A CDP provides a 360-degree view of the customer by combining data from multiple touchpoints. It considers the CRM data, data from POS, online transactions, and subscription data, among others. All this data is part of first-party data that the brands get from their customers with explicit consent, making it even more critical.

As mentioned above, the data in a CDP has a personally identifiable key assigned to each customer, which creates a multi-faceted persona of each individual, which later can be grouped into segments to target online. This data can be connected to multiple marketing and advertising tools for various purposes.

Additionally, a CDP can assimilate data from 3rd party sources like DMPs to further enrich the data lake.  

CDPs use both first-party cookies and third-party cookies to gain a comprehensive customer view. However, the absence of third-party cookies will have some effect on the brand’s personalization strategy. In fact, CDP could end up playing a more prominent role in personalization. Reports suggest that the CDP market will grow at a CAGR of 34% by 2025

What is a DMP?

A DMP collects anonymous data online, mainly through 3rd party cookies and website/app tags. The data stored in a DMP is in the form of segments that can be targeted using a DSP (Demand Side Platform) to deliver ads programmatically. 

Advertisers and Agencies use DMP to create audience segments for their marketing campaign, consisting of Display Ads, Video Ads and even Search and Social campaigns.

Using DMP, marketers can scale audiences and considerably improve campaigns’ performance by reducing ad wastage.

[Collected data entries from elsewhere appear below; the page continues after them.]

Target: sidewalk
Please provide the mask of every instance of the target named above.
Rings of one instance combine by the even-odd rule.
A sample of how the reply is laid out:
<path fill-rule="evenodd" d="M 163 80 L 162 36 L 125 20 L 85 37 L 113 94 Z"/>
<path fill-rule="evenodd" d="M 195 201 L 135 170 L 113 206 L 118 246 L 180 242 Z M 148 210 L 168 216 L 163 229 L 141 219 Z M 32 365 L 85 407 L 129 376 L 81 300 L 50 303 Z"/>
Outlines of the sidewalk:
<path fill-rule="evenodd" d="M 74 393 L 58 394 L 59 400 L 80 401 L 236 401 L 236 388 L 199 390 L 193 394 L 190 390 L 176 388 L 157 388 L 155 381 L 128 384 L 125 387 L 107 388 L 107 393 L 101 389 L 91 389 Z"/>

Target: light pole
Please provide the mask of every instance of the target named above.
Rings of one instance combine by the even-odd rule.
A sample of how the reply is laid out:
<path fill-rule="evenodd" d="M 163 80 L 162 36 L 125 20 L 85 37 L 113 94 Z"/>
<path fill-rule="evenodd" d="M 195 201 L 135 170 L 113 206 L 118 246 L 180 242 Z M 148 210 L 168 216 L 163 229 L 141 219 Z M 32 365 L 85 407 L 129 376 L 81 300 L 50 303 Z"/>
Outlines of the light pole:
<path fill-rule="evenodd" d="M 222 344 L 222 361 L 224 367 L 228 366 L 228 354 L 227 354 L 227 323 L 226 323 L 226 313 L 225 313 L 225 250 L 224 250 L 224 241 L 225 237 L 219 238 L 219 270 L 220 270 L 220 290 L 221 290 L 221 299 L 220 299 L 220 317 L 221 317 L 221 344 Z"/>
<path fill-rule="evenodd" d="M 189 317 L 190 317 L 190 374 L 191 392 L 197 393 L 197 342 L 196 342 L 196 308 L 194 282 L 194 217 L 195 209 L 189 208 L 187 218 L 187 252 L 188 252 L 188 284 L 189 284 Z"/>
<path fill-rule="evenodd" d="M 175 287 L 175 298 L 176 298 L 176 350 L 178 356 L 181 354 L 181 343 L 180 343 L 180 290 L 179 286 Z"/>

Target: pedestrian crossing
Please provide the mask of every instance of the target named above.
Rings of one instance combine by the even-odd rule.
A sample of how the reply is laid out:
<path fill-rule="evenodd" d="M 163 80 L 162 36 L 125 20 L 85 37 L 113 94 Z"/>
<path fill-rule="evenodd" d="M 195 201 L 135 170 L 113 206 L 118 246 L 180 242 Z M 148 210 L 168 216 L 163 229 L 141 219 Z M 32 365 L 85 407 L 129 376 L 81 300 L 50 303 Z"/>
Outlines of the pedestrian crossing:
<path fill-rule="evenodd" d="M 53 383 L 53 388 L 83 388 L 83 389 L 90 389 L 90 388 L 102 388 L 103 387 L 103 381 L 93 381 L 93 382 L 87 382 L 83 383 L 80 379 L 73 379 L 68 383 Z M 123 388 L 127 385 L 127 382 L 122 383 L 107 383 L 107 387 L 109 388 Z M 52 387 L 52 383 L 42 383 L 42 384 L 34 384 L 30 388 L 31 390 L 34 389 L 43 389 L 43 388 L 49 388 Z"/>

In one of our previous articles, we discussed why a DMP is a crucial part of the programmatic ecosystem in detail.

So what’s best for Programmatic Advertising?

A CDP and a DMP need not compete for marketers’ attention and investment. They have varied functionalities and can work in tandem with each other when it comes to programmatic advertising. A CDP, which stores a centralized and unified customer view, can be used to create highly homogenous customer segments, which in turn can be pushed into a DMP to be targeted programmatically. 

This first-party data can be used to target existing customers through DSPs to retain them and upsell or cross-sell products.

Additionally, marketers can create lookalike audiences using their first-party data to reach a bigger pool of relevant prospective customers.

Additionally, the rich PII data allows marketers to create personalized campaigns based on a customers’ past interactions, behavior, and recommendations. 

Though both data technologies work great together or even individually, a marketer needs to evaluate the efficacy of implementing these before making commitments. A CDP works wonders when it comes to personalization and works well with many marketing and advertising technologies. But to make use of a CDP, organizations need to have enough first-party data and data science resources to make sense of that data. This makes CDPs expensive and time consuming as compared to other data solutions.

A DMP, on the other hand, is usually a third-party service that creates audience segments that, when activated through programmatic advertising, improve overall campaign effectiveness.